- Interactive map of Horenline Creek Provincial Park
- Location: Cassiar Land District, British Columbia, Canada
- Nearest city: Liard River, BC
- Coordinates: 59°00′04″N 127°17′09″W﻿ / ﻿59.00111°N 127.28583°W
- Area: 298 ha (740 acres)
- Established: June 28, 1999
- Governing body: BC Parks

= Horneline Creek Provincial Park =

Provincial park in British Columbia, Canada

Horneline Creek Provincial Park is a provincial park in far northern British Columbia, Canada.
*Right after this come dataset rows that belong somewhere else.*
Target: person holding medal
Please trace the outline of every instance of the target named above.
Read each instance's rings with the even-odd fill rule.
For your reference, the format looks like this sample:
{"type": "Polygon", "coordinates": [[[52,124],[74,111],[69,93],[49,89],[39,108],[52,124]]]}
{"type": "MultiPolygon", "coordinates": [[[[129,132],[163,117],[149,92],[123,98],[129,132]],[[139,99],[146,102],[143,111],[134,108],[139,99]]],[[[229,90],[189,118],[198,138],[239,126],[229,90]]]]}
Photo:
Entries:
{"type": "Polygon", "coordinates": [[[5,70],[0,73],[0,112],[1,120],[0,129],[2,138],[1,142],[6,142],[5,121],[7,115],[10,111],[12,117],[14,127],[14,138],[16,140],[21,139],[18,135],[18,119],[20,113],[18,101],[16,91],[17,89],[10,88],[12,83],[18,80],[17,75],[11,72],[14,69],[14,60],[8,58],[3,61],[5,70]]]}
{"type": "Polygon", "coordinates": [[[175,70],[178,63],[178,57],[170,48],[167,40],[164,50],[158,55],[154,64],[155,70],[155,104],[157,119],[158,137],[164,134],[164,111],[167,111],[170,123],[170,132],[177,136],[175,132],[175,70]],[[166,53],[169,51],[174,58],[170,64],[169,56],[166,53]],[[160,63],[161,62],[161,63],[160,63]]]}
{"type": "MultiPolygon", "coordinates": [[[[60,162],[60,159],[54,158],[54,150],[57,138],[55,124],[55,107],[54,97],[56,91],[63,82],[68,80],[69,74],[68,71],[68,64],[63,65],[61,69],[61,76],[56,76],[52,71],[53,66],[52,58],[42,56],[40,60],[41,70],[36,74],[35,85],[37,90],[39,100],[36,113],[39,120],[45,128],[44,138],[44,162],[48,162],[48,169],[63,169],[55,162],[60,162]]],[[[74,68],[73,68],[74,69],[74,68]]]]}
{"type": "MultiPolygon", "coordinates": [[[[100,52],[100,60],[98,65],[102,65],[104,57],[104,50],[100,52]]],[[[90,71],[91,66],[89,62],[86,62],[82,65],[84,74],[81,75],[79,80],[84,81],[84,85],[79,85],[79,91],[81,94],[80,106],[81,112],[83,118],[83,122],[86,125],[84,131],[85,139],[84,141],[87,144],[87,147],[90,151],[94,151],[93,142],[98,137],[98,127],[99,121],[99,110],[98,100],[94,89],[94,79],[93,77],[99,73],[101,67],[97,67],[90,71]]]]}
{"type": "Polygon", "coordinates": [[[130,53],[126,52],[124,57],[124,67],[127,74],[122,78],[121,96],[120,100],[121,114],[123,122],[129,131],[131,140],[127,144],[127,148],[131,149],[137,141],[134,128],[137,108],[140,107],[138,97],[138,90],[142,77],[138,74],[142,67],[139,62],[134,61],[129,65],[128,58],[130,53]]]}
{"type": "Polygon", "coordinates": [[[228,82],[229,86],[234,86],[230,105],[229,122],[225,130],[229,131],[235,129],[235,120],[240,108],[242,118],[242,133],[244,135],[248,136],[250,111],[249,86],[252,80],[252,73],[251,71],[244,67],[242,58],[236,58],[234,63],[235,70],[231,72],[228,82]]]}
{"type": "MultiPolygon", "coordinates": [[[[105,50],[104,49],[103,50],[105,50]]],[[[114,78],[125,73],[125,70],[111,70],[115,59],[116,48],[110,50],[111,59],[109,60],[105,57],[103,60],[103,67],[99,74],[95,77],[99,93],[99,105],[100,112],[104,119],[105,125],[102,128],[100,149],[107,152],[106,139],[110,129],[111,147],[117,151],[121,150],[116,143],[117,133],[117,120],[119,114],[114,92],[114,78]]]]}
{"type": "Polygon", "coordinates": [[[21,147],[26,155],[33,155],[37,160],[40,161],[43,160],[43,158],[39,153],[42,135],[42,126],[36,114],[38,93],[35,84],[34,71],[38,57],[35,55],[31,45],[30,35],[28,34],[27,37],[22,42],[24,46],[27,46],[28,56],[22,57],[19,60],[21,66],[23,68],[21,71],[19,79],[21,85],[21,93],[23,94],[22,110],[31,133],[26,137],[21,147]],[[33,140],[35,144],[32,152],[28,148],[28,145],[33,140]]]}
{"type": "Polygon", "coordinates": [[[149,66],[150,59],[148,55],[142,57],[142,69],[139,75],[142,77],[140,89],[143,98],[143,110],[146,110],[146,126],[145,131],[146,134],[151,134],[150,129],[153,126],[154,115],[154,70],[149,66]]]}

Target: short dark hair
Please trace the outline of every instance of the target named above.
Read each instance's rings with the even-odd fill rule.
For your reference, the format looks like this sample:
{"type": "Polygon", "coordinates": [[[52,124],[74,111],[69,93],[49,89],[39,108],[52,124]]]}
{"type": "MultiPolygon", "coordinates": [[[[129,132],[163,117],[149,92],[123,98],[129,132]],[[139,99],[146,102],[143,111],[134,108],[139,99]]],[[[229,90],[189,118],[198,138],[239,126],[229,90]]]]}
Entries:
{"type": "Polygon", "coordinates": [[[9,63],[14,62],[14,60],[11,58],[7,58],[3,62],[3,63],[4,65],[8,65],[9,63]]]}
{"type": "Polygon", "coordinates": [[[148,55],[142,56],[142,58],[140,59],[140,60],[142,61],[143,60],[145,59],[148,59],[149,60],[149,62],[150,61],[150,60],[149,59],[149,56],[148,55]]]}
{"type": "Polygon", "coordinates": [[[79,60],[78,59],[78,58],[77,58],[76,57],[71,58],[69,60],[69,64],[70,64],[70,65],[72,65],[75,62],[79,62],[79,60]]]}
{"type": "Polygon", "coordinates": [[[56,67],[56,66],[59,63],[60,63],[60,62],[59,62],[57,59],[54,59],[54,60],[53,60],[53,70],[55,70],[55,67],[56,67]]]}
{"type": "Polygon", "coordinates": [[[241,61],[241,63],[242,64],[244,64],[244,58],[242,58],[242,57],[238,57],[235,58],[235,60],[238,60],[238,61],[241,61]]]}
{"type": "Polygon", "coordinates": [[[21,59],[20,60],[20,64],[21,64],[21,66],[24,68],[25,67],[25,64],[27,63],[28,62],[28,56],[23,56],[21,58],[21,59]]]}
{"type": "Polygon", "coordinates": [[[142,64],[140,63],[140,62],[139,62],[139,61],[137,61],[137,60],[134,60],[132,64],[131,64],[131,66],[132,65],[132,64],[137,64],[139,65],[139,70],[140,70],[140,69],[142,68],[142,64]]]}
It is located west of the Kechika River about 130 km south of Lower Post and 30 km north of Denetiah Provincial Park and southwest of the community of Liard River. It can be accessed via river boat or by foot.

The park protects mountain goat habitat, namely a canyon formed by Horneline Creek cutting through a glacial terrace, and is accessed via the Kechika River, with a 250 km boat trip from Fireside. The Davie Trail, a historic trail from Fort Ware to Lower Post, traverses part of the Kechika River next to the Rocky Mountain Trench.

==Flora and fauna==
The steep-walled canyon formed by Horneline Creek's course through the glacial terrace has exposed a natural mineral lick, attracting 60 to 75 goats at a time. Grasslands and groups of aspen line the canyon's rim.